Photo by Ben White on Unsplash
So here’s a mind blower: In some cases having more samples can actually reduce model performance. Don’t believe it? Neither did I! Read on to see how I demonstrate that phenomenon using a simulation study.
Some context
On a recent blog post I’ve discussed a scalable sparse linear regression model I’ve developed at work. One of it’s interesting properties is that it’s an interpolating model - meaning it has 0-training error. This is because it’s over parameterized and thus can fit the training data perfectly.
While 0-training error is usually associated with over-fiting, the model seems to perform pretty well on the test set. Reports of hugely over-parameterized models that seem to not suffer from overfiting (especially in deep learning) have been accumulating in recent years and so the literature on subject.

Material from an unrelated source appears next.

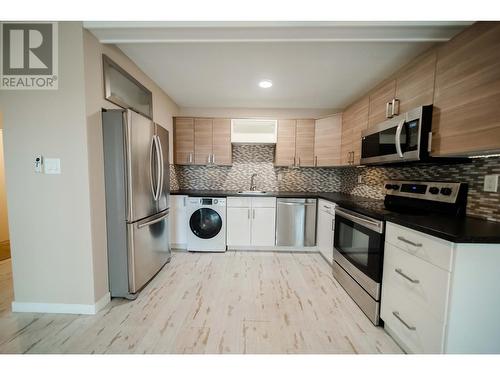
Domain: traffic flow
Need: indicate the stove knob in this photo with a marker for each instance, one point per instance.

My own model for example performs best with no regularization at all. Intrigued by this extraordinary behavior I set out to better understand what’s going on. I got a good intro to the subject in this Medium post.
Since Artificial neural networks are very complex algorithms it’s a good idea to study the subject and build intuition in a simpler setting. This is done in the great paper “More Data Can Hurt for Linear Regression: Sample-wise Double Descent” by Preetum Nakkiran.
I’ll briefly summarize the problem setup: Let’s assume we have data that is generated from a linear model with 1000 covariates (without intercept). For every sample size \(n\) we fit a linear regression and measure the MSE on a hold out test set.
In cases where \(n \geq 1000\) we fit a regular regression model. In cases where \(n<1000\) we have \(p>n\) and there’s no closed form solution since the inverse of the design matrix does not exist.
The equation \(Y=X\beta\) has infinite solutions in this case. Of those solutions, the solution which minimizes the coefficient L2 norm \(||\beta||_2^2\) has the lowest variance and thus should have the best performance on the test set (more on that in Nakkiran’s paper). We can find the minimum norm L2 solution using the Moore-Penrose generalized inverse of a matrix X implemented in the MASS package.
Below we can see the simulation results from the paper: we can see that somewhere around Num. Samples = 900 the test error actually blows up as the number of samples increases towards 1000:
I found that result a bit hard to believe! Worried this may be another case of replication crisis I decided I had to see that for myself. Hence in this post I’ll reproduce the paper results.
Results reproduction
First we setup the simulation parameters:
beta <- runif(1000) # real coefficients
beta <- beta/sqrt(sum(beta^2)) ## convert to a unit vector
M <- 50 ## number of simulations
N <- c(2, seq(100, 800, 100), seq(900, 990, 10), seq(991,1000,1),
seq(1001, 1009, 1), seq(1010, 1100, 10), seq(1200, 2000, 100)) ## number of observations
test_MSE <- matrix(nrow = length(N), ncol = M)
Below we perform the actual simulation:
for (i in 1:length(N)){
for (m in 1:M){
print(paste0("n=", N[i], ", m=", m))
# generate traininng data
X <- replicate(1000, rnorm(N[i]))
e <- rnorm(N[i], sd = 0.1)
y <- X %*% beta + e
if (N[i] < 1000){
beta_hat <- ginv(X) %*% y # Moore-penrose generalized matrix inverse
} else {
dat <- as.data.frame(cbind(y, X))
names(dat)[1] <- "y"
lm_model <- lm(y ~ .-1, data = dat) # regular fit
beta_hat <- matrix(lm_model$coefficients, ncol = 1)
}
# generate test set
X_test <- replicate(1000, rnorm(10000))
e_test <- rnorm(10000, sd = 0.1)
y_test <- X_test %*% beta + e_test
# measure model accuracy
preds_test <- X_test %*% beta_hat
test_MSE[i, m] <- sqrt(mean((y_test - preds_test)^2))
}
}
Let’s plot the results:
matplot(N, test_MSE, type = "p", pch = ".", ylim = c(0,5),
xaxt = "n", xlim = c(0,2000), ylab = "Test MSE", xlab = "Num. Samples")
axis(1, at = seq(0,2000,250))
lines(N, apply(test_MSE, 1, mean), col = "red")
Amazingly enough - we got the exact same results!